The ring features an emerald-cut diamond that weighs 4.58 carats, flanked by two tapered baguette-cut diamonds. It has a square or rectangular outline with rectilinear facets arranged parallel to the girdle of the stone, with truncated corners creating an octagonal outline. The facets are arranged in a step-like fashion and produce a “hall of mirrors” effect within the diamond.

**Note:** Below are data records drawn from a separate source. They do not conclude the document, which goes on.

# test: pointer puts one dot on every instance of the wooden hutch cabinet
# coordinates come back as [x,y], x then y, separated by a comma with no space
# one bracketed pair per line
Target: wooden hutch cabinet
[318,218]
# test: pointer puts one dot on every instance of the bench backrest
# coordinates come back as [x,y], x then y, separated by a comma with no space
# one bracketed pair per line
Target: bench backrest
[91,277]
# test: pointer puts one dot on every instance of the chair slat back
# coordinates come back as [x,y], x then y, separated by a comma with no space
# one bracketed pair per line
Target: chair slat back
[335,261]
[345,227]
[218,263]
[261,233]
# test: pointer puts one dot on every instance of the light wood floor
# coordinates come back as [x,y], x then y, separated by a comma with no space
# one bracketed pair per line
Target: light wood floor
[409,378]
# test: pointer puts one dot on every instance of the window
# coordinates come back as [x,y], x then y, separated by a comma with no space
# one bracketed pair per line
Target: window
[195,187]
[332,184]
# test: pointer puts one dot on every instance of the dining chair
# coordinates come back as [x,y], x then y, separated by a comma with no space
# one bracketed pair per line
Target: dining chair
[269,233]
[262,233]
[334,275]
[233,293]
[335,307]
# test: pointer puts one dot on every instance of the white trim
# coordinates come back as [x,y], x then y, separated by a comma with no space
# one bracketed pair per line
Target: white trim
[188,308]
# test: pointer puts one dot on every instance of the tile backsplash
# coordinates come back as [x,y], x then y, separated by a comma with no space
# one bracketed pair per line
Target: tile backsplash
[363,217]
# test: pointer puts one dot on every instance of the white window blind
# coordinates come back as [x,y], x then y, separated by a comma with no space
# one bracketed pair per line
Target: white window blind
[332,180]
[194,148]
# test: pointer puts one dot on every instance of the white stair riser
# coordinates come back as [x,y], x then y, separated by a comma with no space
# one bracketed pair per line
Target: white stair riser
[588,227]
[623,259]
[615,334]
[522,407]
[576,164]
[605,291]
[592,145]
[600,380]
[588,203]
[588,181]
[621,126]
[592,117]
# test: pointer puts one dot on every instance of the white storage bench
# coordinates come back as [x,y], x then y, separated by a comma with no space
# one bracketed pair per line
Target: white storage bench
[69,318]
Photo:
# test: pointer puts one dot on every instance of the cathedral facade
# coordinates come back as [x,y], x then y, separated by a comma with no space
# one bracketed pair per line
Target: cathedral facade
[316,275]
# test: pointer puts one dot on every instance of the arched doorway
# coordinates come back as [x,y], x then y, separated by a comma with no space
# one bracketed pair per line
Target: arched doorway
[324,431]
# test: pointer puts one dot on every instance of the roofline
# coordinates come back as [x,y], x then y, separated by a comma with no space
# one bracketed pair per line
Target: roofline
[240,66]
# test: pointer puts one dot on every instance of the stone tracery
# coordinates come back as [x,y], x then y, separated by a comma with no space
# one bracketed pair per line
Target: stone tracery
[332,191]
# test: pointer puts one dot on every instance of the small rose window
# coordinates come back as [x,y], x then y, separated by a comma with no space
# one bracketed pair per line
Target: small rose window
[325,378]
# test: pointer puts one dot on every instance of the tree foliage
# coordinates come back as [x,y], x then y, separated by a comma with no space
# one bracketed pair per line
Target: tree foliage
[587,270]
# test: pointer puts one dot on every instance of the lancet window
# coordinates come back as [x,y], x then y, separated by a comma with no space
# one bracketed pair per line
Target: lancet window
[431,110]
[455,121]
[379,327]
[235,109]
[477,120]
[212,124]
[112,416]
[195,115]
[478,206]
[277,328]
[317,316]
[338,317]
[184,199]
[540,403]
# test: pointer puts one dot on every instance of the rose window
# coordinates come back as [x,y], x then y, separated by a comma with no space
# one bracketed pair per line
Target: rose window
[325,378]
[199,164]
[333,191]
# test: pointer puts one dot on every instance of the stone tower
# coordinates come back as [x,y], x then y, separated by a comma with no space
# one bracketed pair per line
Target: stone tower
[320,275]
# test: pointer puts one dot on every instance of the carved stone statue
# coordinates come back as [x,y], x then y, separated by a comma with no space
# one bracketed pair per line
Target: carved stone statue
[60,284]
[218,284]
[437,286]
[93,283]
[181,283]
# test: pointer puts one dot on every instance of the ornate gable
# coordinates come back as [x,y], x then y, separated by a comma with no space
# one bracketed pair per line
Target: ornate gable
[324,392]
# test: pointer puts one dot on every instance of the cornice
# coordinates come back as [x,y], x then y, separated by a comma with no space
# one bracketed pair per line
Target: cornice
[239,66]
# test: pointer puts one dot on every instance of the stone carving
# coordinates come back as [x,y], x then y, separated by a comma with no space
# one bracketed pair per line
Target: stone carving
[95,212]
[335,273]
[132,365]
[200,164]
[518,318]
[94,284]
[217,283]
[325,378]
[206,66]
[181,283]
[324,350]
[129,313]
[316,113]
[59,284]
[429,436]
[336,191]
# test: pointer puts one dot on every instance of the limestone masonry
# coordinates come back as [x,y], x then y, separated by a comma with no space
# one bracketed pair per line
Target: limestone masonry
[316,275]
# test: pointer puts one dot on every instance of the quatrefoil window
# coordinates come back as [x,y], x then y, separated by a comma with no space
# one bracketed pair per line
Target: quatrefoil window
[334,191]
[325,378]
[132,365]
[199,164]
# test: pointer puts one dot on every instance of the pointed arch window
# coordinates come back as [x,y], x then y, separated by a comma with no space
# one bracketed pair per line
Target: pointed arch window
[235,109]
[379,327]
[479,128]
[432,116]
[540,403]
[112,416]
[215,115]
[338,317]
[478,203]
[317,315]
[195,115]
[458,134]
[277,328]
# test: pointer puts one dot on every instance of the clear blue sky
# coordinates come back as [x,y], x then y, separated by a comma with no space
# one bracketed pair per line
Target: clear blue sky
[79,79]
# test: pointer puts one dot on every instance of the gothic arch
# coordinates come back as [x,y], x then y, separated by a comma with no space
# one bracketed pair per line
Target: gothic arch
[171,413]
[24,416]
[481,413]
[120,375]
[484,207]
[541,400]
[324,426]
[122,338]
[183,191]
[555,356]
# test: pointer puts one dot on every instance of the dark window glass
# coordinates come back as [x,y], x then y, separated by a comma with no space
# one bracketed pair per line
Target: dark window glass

Photo by Greg Polley. Click to zoom.
Catalog Number NMNH G10600-00
Weight 4.58 ct

Gift of Margaret M. Sokol in 2007.

This platinum and diamond ring was a bequest to the National Gem Collection in 2007 by Margaret McCormack Sokol. The ring features an emerald-cut diamond that weighs 4.58 carats, flanked by two tapered baguette-cut diamonds. The emerald-cut, a type of step-cut, was given the name because it is a common cut for emeralds. It has a square or rectangular outline with rectilinear facets arranged parallel to the girdle of the stone, with truncated corners creating an octagonal outline. The facets are arranged in a step-like fashion and produce a “hall of mirrors” effect within the diamond. Even though emerald-cut diamonds do not have the brilliance of round brilliant cut diamonds, they are usually very high in clarity as the inclusions can be seen quite easily. Emerald-cut diamonds were very popular during the Art Deco Period when geometric cuts for gemstones complimented the symmetry and streamlined look of the jewelry. Emerald-cut diamonds are classic and timeless in design and are commonly seen accented with baguette cut diamonds. This custom-made ring is a “treasure from the vault” at the National Museum of Natural History.